Recursion is often harder to debug and implement well. However, most recursive functions can be written as loops. In your case, rewriting the function into a for- or while-loop is straight forward.

1 Like

This puzzle was quite hard for me, harder than many ‘hard’ ones…
My solution timeouted at big N and when I was out of ideas on how to make it faster in PHP, the last validator still timeouted. But it seems I was so close to the threshold, that after several resubmits (without any change) I passed… Maybe the PHP opcache makes source parsing unnecessary the second time, or the runtime machine had less background work to do…

PS:

## WHAT WILL I LEARN?

LOL…

What I really DID learn, is a paraphrase from the known joke:
`- "How many Codingamers are needed to change a lightbulb?"`
`- Two! Because the success rate of the Light Bulb CG community puzzle is ~50%...`

4 Likes

[JS]

For me it was quite hard. I got stuck at finding working algorithm, then I desperate until i found how to code it fast enought. My approach was have current “number” in array(x[i]=y vs some string concate operations and stuff) of char and compare it to final number in const string. I would like some comments:

1. Binary numbers 110, 1100, 11000,… are 6, 12, 24, but i think that this fact is usseless. I dont see how should I use advatage of that.
2. I tried rewrite my re-cursed code to stack machine, but after check its duration (in JS for example console.time()) I found out that its slower?? It didnt work for me. Also i tried optimalize everything other, one thing that i am aware of, but i see it nearly everywhere is construct like this:`for(let i = 0; i < array.length - 1; i++){}` this is bad because every loop is array.lenght process once again, much more efficient is declare and used only constant: `len = array.length - 1;`, but after some ideas (check for other tips in internet), it didnt work as well for me.
3. At last, last thing that I was missing in my approach was line which had huge impact on result:
`let matcher = x.join('').match(/[0-1]10*\$/);` . These buildin functions were for my code too heavy, too cumbersome. I tried write my implementation of them, its quite easy but powefull. (Write 1 for-loop over element of array and chceck if for i ==1 and i+1==1, then return i is satisfy enough).
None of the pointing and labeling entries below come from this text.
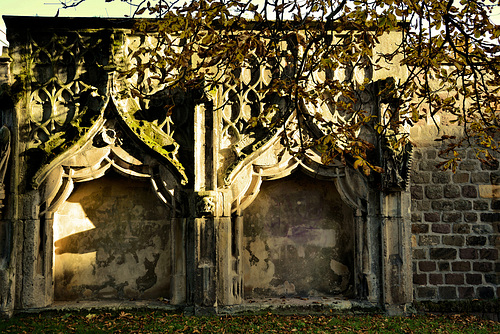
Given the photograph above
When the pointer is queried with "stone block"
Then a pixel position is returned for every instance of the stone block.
(447, 292)
(419, 228)
(481, 177)
(468, 253)
(476, 240)
(428, 240)
(490, 165)
(435, 279)
(426, 292)
(423, 205)
(418, 254)
(434, 191)
(485, 292)
(453, 240)
(432, 217)
(470, 217)
(442, 205)
(488, 254)
(441, 177)
(482, 266)
(494, 240)
(431, 154)
(427, 266)
(417, 192)
(490, 217)
(452, 217)
(461, 177)
(420, 279)
(482, 229)
(444, 266)
(452, 191)
(455, 279)
(420, 177)
(489, 191)
(443, 253)
(469, 191)
(495, 178)
(462, 205)
(460, 266)
(428, 165)
(474, 279)
(465, 292)
(416, 217)
(481, 205)
(492, 278)
(468, 165)
(441, 228)
(461, 228)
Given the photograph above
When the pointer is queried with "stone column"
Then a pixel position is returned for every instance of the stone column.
(397, 275)
(178, 241)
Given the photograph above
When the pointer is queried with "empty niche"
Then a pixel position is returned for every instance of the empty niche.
(298, 240)
(112, 241)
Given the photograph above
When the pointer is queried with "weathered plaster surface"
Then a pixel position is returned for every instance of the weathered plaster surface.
(112, 241)
(298, 240)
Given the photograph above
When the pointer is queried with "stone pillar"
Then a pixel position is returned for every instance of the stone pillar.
(397, 275)
(178, 241)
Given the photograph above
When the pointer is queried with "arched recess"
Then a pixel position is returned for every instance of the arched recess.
(273, 162)
(107, 158)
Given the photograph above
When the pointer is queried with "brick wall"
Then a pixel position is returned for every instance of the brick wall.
(455, 227)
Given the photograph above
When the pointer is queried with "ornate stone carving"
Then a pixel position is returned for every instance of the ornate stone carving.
(396, 164)
(158, 116)
(205, 205)
(66, 86)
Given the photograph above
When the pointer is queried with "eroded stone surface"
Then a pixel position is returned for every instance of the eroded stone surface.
(298, 240)
(111, 242)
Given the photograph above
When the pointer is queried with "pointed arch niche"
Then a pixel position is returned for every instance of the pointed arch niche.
(110, 214)
(298, 240)
(307, 229)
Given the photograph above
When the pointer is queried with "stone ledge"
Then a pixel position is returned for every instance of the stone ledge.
(459, 306)
(313, 305)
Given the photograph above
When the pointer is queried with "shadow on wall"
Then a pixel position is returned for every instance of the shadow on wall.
(298, 240)
(112, 242)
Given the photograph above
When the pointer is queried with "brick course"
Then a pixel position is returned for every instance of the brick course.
(457, 232)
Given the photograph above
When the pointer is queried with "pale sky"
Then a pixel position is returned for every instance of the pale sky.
(90, 8)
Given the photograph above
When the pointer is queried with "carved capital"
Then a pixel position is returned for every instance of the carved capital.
(396, 164)
(205, 206)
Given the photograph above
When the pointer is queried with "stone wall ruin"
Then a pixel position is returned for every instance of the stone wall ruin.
(105, 199)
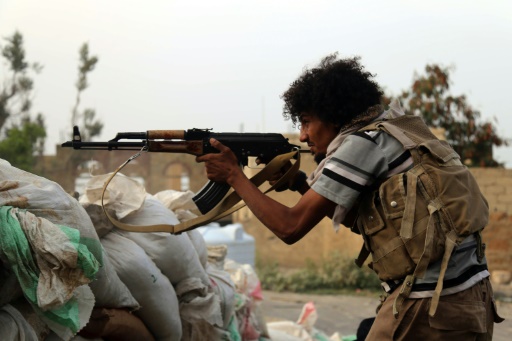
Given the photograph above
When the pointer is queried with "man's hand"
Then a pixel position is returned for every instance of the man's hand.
(220, 167)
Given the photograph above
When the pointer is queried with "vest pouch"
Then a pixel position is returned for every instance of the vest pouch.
(465, 209)
(390, 257)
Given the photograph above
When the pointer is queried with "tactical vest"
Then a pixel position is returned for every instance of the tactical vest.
(417, 217)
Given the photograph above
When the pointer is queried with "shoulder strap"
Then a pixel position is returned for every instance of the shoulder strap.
(228, 205)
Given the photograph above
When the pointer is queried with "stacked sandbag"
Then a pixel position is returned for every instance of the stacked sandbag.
(236, 285)
(177, 301)
(184, 290)
(159, 304)
(48, 217)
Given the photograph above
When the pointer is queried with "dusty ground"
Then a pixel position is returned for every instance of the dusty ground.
(343, 313)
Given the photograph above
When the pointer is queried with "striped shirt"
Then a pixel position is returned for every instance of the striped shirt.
(366, 158)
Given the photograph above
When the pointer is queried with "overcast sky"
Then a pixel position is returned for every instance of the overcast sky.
(223, 64)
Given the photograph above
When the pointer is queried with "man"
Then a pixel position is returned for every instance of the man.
(332, 103)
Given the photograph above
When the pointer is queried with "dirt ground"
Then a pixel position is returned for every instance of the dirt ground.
(343, 313)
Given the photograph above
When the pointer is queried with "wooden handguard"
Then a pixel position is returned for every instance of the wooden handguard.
(166, 134)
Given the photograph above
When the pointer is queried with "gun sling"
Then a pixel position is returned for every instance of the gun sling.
(229, 204)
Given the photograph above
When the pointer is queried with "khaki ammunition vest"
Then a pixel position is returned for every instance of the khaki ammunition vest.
(417, 217)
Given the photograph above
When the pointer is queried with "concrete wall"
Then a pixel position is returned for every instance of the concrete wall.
(496, 184)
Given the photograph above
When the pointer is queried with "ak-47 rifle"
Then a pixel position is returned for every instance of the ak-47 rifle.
(264, 146)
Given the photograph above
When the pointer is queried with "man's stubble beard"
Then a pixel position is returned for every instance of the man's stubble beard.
(319, 157)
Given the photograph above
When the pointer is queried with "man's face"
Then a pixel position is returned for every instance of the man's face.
(317, 134)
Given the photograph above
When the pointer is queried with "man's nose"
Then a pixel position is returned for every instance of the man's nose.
(303, 135)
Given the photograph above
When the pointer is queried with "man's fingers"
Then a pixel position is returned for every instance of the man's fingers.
(217, 145)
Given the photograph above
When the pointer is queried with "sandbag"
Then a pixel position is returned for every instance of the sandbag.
(13, 325)
(115, 325)
(199, 243)
(174, 255)
(225, 289)
(159, 304)
(47, 199)
(180, 203)
(123, 195)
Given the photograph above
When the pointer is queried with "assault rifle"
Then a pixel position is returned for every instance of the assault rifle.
(264, 146)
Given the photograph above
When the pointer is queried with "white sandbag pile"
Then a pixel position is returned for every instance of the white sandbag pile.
(184, 288)
(128, 286)
(50, 237)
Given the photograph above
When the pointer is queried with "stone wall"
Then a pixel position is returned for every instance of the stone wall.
(496, 185)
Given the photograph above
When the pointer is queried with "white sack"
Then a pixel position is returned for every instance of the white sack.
(47, 199)
(123, 194)
(174, 255)
(159, 304)
(13, 325)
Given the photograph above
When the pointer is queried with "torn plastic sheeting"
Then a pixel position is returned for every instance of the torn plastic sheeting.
(65, 261)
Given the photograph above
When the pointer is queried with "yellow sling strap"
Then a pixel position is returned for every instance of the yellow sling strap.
(227, 206)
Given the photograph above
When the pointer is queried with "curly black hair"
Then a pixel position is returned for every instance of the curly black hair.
(337, 91)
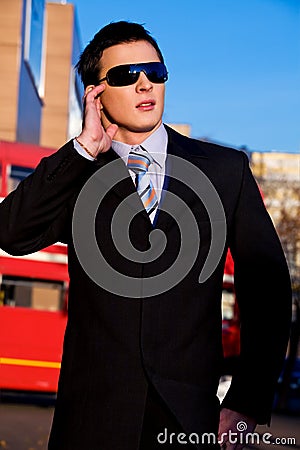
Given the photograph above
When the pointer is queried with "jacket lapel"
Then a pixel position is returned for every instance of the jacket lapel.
(122, 185)
(180, 147)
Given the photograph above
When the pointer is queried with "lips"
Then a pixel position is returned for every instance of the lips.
(146, 104)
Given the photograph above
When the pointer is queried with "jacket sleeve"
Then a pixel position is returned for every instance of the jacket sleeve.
(38, 212)
(263, 291)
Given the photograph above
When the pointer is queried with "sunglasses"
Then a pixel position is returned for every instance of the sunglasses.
(128, 74)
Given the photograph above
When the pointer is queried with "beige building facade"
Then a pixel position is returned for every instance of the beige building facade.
(40, 94)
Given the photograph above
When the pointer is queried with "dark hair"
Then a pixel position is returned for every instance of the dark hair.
(114, 33)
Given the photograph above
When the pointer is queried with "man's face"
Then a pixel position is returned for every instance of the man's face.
(137, 109)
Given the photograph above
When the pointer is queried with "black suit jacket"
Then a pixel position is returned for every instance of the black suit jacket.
(114, 345)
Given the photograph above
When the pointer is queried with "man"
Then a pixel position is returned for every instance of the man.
(141, 361)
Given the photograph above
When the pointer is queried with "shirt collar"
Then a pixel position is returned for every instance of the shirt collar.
(155, 144)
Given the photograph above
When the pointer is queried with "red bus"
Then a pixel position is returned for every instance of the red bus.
(33, 297)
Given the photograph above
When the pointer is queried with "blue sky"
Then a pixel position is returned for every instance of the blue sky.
(234, 65)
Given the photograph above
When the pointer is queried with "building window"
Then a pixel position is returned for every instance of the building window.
(33, 43)
(17, 174)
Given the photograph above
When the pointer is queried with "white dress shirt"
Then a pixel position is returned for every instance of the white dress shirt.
(156, 145)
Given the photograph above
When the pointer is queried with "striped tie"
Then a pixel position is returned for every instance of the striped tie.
(139, 164)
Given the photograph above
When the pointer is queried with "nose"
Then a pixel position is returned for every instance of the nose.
(143, 84)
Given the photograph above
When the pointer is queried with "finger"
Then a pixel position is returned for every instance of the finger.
(111, 130)
(93, 92)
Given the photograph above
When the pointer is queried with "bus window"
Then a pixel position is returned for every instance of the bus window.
(228, 304)
(35, 294)
(17, 174)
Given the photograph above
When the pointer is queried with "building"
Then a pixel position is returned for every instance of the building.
(39, 90)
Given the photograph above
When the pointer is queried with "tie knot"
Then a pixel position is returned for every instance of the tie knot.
(138, 163)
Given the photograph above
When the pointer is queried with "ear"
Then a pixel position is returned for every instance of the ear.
(89, 88)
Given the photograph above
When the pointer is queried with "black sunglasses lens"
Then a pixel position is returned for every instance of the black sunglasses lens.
(128, 74)
(121, 76)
Thanks for this puzzle @java_coffee_cup, i almost lost all my hair, but it worth it.

1 Like

Guys, @TBali, @JakubFaktorialDvorak and others, thanks your intense interest and effort on this puzzle. Thanks even more for your interesting feedbacks too. I laughed while reading.

I admit this puzzle is harder than the average “Medium”. I was struggling whether to put it to “Hard” or to “Medium” while publishing. Finally it became the “very-hard-medium” puzzle because of some reasons below.

In my project folder for this puzzle there are 4 versions of solution and 1 random puzzle generator.
Three of the solutions are using different algorithms of simulations. The last one solution is a “super-tricky” short-cut method I am not going to explain it here.

The difficulty of the puzzle is mainly determined by N, the length of the string. Combination of the start-stop conditions is a secondary factor.

I ran the generator hundred of times to create puzzles, and for each puzzle I solved it by different versions of my solutions. The purpose was to verify my solutions are really correct. The even more important purpose was to find out the limit of N before time-out when different “normal” approaches and algorithms are used.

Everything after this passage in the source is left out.